Bir süredir bir başka gazetenin yayın hazırlıklarını sürdürüyorum. Bu yüzden Fanatik’teki yazılarıma ara vermiştim. Radikal artık çıktı, kendisine özgü yayın çizgisini başarıyla sürdürüyor. Ben de çok sevdiğim Fanatik yazılarını yeniden yazmaya başlıyorum.
Fenerbahçe, Şampiyonlar Ligi’nde çeyrek final kapısını araladı. Manchester zaferinden sonra bunun böyle olacağı zaten belliydi, ama Rapid’i de küçümsememek gerekiyordu. Geçen yılın Kupa Galipleri finalistinden iki maçta dört puan almak yalnızca Büyük Fenerbahçe’nin başarabileceği bir işti ve nitekim bunu da başardı.
Şimdi gözlerimiz 4 Aralık’taki maçlarda. Büyük bir aksilik çıkmazsa Fenerbahçe, çeyrek finalde Portekiz’in ünlü Porto takımı ile oynayacak. Doğrusunu isterseniz ben gözüme Porto’yu şimdiden kestirdim. Her hafta Portekiz televizyonunda maçlarını izlediğim Porto’yu elememizin mümkün olduğunu düşünüyorum. Ama yine de dereyi görmeden paçayı sıvamamak gerek. Önce şu çeyrek finale kalma işini halledelim diyorum.

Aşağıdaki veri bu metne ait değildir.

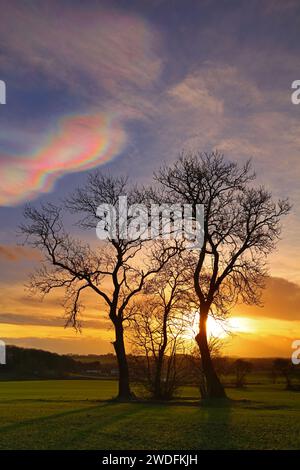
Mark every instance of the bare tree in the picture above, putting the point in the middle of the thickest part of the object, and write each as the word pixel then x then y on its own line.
pixel 115 269
pixel 241 227
pixel 159 323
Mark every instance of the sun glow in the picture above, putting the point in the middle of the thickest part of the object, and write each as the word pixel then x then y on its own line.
pixel 223 329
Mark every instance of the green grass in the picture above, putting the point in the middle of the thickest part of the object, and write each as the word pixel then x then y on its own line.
pixel 73 414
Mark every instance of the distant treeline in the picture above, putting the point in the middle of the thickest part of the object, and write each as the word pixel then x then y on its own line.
pixel 24 363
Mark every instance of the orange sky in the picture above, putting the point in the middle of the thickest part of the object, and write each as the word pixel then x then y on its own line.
pixel 27 321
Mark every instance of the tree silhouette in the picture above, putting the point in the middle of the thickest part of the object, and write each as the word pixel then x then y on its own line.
pixel 241 227
pixel 110 270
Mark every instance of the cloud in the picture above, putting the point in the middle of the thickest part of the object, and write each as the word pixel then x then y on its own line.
pixel 17 253
pixel 84 48
pixel 281 300
pixel 78 143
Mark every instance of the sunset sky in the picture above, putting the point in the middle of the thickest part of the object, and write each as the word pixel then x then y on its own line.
pixel 125 86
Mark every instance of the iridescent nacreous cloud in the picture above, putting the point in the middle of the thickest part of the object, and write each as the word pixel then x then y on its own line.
pixel 80 142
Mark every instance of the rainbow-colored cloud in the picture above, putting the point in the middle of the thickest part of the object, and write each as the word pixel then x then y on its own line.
pixel 80 142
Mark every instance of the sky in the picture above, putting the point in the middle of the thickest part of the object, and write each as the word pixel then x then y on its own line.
pixel 125 86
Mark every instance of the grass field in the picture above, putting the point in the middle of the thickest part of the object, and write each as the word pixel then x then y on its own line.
pixel 73 414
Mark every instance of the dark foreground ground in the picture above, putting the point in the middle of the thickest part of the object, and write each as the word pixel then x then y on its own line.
pixel 73 414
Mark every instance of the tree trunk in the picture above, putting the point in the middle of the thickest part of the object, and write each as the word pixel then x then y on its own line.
pixel 157 392
pixel 214 388
pixel 124 393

Burada dikkatinizi çekmek istediğim önemli bir husus var. Şampiyonlar Ligi’nde oynayan takımlar genellikle kendi liglerinde çok düşük bir performans gösteriyorlar. Oysa Fenerbahçe kendi liginde de başarısını sürdürüyor. Her türlü hakem oyununa rağmen şu anda lig ikincisi ve liderle arasındaki puan farkı sadece üç. Birinci yarı bitmeden de puan farkının kapanacağını göreceğiz.